The structures we saw were all right, not special enough to write about. We were taken to Jamia Masjid which is supposed to have been built with the money plundered from the Vijayanagara Empire of Hampi. Then was the black Taj (not worthy of its name), Bara Kaman, cannons of various weights atop forts with great views and the Ibrahim Roza which was a good place with dark tunnels and well maintained lawns.
The best part was that we got to see the city stripped off its touristy feel. The worst part was that we went to one dargah where the courtyard was filled with people chained to windows and trees! It was horrifying, for I had never seen anything like it before. But apparently, it is common practice. People with strange illnesses, people believed to be possessed by ghosts are chained for a period of a little over a month to cure them.

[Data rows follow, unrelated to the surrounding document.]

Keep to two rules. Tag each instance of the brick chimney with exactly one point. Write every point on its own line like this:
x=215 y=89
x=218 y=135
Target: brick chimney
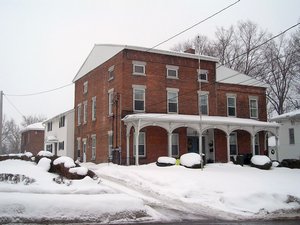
x=190 y=50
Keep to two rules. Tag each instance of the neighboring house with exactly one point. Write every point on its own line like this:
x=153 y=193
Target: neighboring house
x=145 y=103
x=59 y=134
x=289 y=135
x=32 y=138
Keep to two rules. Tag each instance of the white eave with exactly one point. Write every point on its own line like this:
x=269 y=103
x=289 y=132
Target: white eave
x=103 y=52
x=230 y=76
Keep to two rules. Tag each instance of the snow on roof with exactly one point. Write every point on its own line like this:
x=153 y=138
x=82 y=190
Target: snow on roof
x=34 y=126
x=290 y=115
x=103 y=52
x=220 y=120
x=230 y=76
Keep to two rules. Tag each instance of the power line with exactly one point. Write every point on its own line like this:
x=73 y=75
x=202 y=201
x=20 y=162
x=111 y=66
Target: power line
x=193 y=26
x=38 y=93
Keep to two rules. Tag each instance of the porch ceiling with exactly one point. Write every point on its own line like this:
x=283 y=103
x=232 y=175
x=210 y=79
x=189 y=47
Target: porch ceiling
x=170 y=122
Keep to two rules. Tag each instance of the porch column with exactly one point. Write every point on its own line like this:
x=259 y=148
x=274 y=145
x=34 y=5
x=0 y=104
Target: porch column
x=253 y=144
x=169 y=144
x=228 y=147
x=127 y=149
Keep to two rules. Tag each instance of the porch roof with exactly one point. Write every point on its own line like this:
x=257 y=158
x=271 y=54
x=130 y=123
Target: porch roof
x=173 y=121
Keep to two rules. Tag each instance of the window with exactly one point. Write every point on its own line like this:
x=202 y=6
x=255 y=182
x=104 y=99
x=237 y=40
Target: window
x=253 y=106
x=94 y=108
x=233 y=144
x=85 y=87
x=203 y=102
x=79 y=114
x=175 y=145
x=231 y=105
x=139 y=68
x=138 y=98
x=172 y=71
x=49 y=126
x=203 y=75
x=110 y=144
x=61 y=145
x=78 y=147
x=110 y=101
x=142 y=145
x=111 y=73
x=172 y=100
x=62 y=121
x=93 y=147
x=292 y=136
x=84 y=112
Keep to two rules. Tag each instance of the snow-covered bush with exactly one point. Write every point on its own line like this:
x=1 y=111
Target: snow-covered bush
x=166 y=161
x=191 y=160
x=261 y=162
x=45 y=163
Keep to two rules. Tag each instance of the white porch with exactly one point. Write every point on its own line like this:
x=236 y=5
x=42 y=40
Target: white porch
x=170 y=122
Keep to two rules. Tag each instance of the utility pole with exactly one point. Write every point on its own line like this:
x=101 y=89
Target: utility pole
x=1 y=117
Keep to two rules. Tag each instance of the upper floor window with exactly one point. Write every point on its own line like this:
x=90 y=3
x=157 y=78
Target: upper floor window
x=62 y=121
x=292 y=136
x=172 y=95
x=138 y=98
x=79 y=114
x=110 y=101
x=94 y=108
x=172 y=71
x=111 y=73
x=84 y=111
x=203 y=75
x=139 y=68
x=85 y=87
x=203 y=102
x=231 y=105
x=49 y=126
x=253 y=106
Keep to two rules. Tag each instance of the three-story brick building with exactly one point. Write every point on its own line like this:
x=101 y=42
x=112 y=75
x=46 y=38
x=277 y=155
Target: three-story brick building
x=155 y=103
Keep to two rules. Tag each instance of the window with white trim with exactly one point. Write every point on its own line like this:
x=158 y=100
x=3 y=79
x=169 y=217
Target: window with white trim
x=231 y=105
x=172 y=99
x=253 y=107
x=203 y=102
x=139 y=68
x=85 y=112
x=142 y=144
x=203 y=75
x=175 y=145
x=93 y=146
x=94 y=108
x=111 y=73
x=79 y=114
x=85 y=87
x=172 y=72
x=110 y=101
x=138 y=98
x=233 y=143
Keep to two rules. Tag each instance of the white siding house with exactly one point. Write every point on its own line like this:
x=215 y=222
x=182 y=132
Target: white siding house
x=289 y=135
x=59 y=134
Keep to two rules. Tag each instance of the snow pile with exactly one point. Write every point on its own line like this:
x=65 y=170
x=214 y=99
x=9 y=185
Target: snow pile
x=67 y=161
x=45 y=153
x=79 y=170
x=260 y=160
x=190 y=159
x=166 y=160
x=45 y=163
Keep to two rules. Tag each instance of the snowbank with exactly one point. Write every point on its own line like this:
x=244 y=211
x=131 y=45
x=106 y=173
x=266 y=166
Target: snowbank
x=67 y=161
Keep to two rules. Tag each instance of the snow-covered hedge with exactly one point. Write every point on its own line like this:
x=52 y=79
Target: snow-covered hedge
x=191 y=160
x=166 y=161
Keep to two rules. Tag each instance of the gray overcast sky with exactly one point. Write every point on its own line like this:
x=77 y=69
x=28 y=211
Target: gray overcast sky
x=43 y=43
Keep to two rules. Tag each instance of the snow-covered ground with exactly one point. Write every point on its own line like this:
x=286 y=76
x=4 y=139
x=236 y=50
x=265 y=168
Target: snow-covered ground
x=149 y=192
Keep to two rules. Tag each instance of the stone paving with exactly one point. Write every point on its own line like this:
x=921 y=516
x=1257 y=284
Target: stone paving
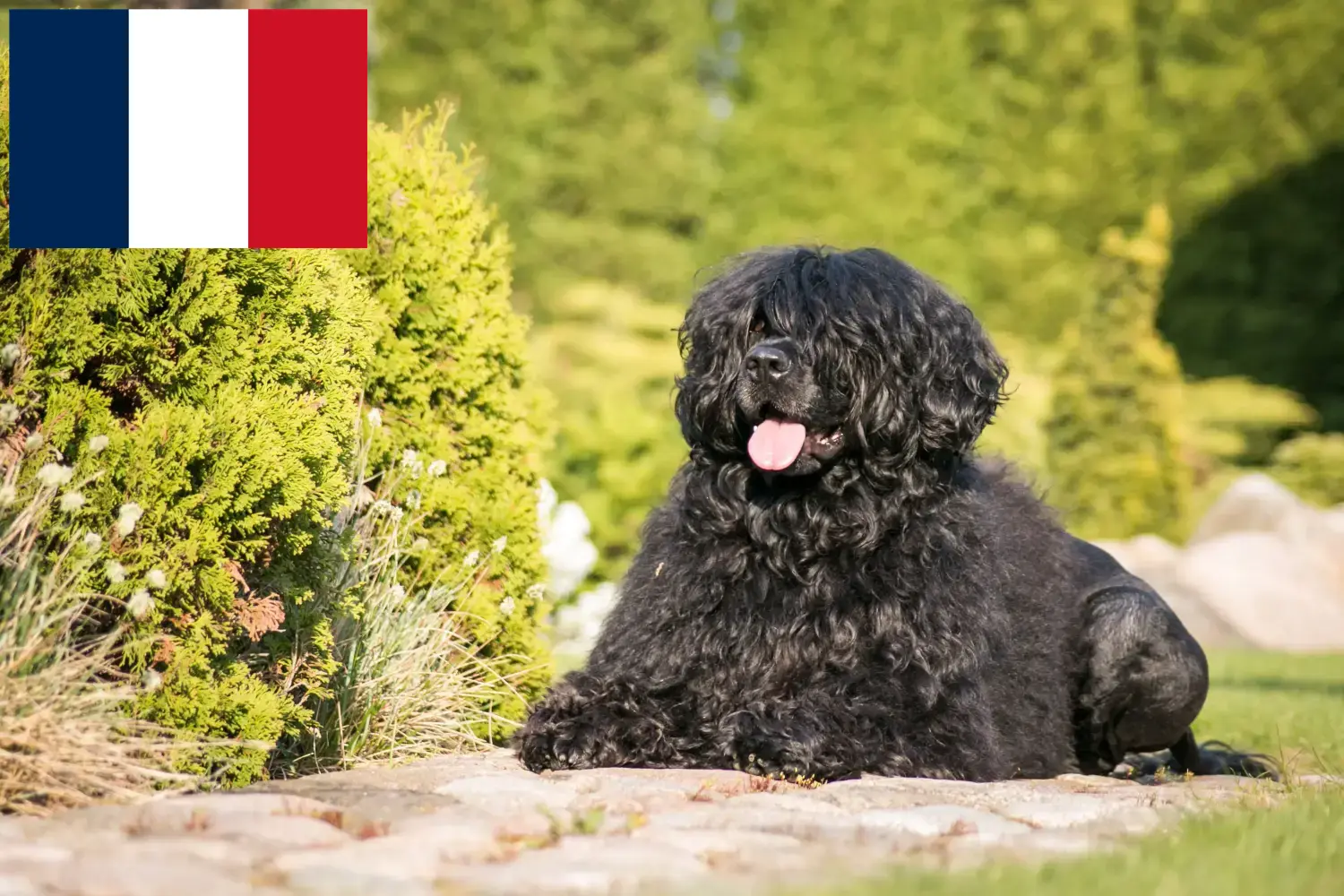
x=481 y=823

The driver was not too talkative but I later got him to open up to say that his name was Chand and that he owned four of such carriages. Each carriage along with a not-too-good horse would cost Rs 20,000. He told me that business was good among the tourists. Unlike Hema Mailini's horse Banno in the film 'Sholay', his horse did not have a name.
The next time you are in Bijapur or any place where you can spot such anachronisms, try them out. I loved it for the way I was introduced to the underbelly of the city, something tourists rarely see in most places. And we were so pleased with the horse that we did pay more than he asked. This is one thing I loved about northern Karnataka. People never ask for more, sometimes not even for what they should be getting. They are yet to acquire the all-tourists-have-money-so-we-can-cheat-them attitude. I hope they never do. But then again, I hope they get it soon, for their survival.